Menurut saya ini poin yang paling penting. Jangan memaksa anak pra sekolah, apalagi anak usia dini, belajar membaca kalau mereka tidak ingin. Jangan membanding-bandingkan satu anak dengan yang lain. Jangan baper kalau lihat anak seusia anak kita memiliki kemampuan yang tidak dimiliki anak kita. Fokus aja pada perkembangan anak kita, dengan terus memberi rangsangan yang tepat sesuai dengan tujuan pembelajaran yang ingin dicapai.

5. Sebisa mungkin, anak diajari membaca oleh orangtuanya sendiri.

Menurut saya, hal itu memberikan beberapa keuntungan, diantaranya: Membangun kedekatan orangtua dengan anak. Trus HEMAT cuy.. haha. Daaan… keuntungan yang tidak terhitung adalah… pahala yang tidak terputus jika si anak menggunakan kemampuannya untuk kebaikan.

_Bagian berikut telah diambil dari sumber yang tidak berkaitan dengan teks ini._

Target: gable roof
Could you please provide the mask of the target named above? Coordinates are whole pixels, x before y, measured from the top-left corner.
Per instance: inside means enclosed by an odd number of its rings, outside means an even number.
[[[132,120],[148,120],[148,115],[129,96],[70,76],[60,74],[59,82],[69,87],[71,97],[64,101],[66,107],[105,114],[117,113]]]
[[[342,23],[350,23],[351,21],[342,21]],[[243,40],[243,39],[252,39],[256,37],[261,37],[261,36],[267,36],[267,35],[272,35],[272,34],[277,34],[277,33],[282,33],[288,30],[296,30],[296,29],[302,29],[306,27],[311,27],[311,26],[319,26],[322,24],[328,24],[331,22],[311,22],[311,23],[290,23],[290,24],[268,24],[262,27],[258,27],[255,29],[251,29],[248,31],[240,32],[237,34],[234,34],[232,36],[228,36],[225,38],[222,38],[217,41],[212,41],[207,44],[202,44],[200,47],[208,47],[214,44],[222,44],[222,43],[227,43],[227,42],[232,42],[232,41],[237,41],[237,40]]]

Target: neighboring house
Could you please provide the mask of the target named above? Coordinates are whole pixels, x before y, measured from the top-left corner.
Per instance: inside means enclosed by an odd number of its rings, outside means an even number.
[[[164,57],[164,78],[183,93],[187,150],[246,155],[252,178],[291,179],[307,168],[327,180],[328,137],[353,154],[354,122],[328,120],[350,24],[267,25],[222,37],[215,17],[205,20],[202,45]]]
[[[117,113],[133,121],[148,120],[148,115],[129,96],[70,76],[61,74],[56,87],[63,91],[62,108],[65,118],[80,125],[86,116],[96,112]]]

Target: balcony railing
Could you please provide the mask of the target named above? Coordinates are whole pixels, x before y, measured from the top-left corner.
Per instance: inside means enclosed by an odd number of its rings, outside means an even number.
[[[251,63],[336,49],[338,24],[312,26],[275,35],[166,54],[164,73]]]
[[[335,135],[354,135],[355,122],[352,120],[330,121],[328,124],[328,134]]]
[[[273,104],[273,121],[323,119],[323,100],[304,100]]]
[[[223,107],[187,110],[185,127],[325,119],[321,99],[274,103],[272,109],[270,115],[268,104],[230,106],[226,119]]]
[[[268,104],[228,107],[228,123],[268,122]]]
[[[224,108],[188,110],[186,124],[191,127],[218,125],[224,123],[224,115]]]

Iya… amal jariyah dari ilmu yang bermanfaat kan? :)

Maka, setelah anak bisa membaca, tugas kita berikutnya adalah mengarahkan anak untuk membaca ilmu-ilmu yang baik saja, antara lain dengan memfasilitasinya dengan buku-buku yang bermanfaat untuk kehidupan dunia, terutama akhiratnya.

***

Okey… panjang ya… Haha…

Kalau sedikit saya simpulkan…

Buku itu katanya jendela dunia, kuncinya adalah dengan membaca. Tapi sekedar ‘bisa membaca’ tidak menjadikannya bisa menjelajahi dunia. Maka ajari mereka untuk mencintai ilmu, dan menjadi sebaik-baiknya manusia dengan ilmu tersebut.